Corriere della Sera - La Lettura
Faccia di bronzo, o tosta Cioè «senza vergogna»
Con le facce di bronzo il metallo non c’entra. Almeno non direttamente: quello che conta — nell’origine dell’espressione — sembra il colore. «Fronte di bronzo, e senza vergogna», si legge nel 1604 in un trattato di politica tradotto dal latino; e in una Filosofia sagra morale di fine secolo: «A fronte disonorata, o come dicono bronzina». Qui potrebbe essere la chiave. Perché bronzino fin dal Cinquecento vale «abbronzato», come
per secoli erano soprattutto i contadini: «Callosi, nerboruti, e bronzini» li descrive Annibal Caro. Sarebbe il colore bruno della pelle a evitare la vergogna, non facendo affiorare il rossore: «Il nome di rossore è egli un nome, che faccia paura alla vostra fronte di bronzo?», tuona a metà Settecento Antonfrancesco Bellati, gesuita ferrarese. In quegli stessi anni, vengono pubblicate postume alcune Dissertazioni di Ludovico Muratori in cui l’espressione «avere una ciera bronzina» è accostata allo «stare con volto tosto, avere una ciera tosta» in riferimento a chi «né per minaccie, né per vergogna, o per ingiurie non muta volto». E qui c’è un altro elemento interessante. Quel tosto, spiega Muratori, viene dal latino torrère (come torrido) e in questo caso starebbe — più che per duro — per cotto, bruciato: nella fattispecie, dal sole.
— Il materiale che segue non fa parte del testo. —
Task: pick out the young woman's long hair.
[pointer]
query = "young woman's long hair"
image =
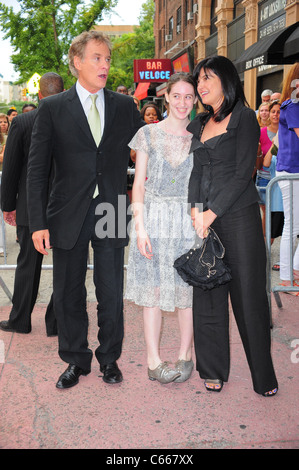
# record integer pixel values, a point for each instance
(230, 81)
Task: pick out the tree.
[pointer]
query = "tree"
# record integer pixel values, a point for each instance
(137, 45)
(42, 31)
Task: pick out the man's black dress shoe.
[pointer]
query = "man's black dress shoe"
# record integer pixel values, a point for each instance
(112, 374)
(70, 376)
(5, 326)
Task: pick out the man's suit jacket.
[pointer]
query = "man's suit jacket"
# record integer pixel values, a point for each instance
(61, 132)
(14, 172)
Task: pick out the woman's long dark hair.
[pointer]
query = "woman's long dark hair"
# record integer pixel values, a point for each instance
(230, 81)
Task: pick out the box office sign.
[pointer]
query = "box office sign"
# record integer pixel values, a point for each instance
(152, 70)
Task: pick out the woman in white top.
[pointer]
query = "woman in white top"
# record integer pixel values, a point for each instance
(162, 229)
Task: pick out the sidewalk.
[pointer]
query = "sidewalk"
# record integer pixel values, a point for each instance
(139, 413)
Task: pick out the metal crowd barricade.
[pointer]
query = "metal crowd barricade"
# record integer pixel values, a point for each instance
(12, 267)
(279, 288)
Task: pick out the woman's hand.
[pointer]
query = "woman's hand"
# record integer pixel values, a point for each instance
(144, 244)
(201, 221)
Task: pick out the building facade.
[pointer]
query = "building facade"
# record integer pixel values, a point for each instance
(187, 31)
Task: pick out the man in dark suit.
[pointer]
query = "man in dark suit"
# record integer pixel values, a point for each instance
(88, 203)
(14, 207)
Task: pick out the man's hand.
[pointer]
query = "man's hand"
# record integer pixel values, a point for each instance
(10, 217)
(41, 241)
Non è forse un caso che la più antica faccia tosta documentabile si trovi — nel 1605, quasi lo stesso anno della fronte di
bronzo — in un contesto simile. Nella commedia Il vecchio geloso di Raffaello Riccioli detto l’Impennellato, un personaggio accusa una donna di essersi «lisciata con la fuligine» il viso, cambiando il colore della pelle per ingannarlo: «Con questa tua faccia tosta di norcino credi tu che io non ti riconosca?».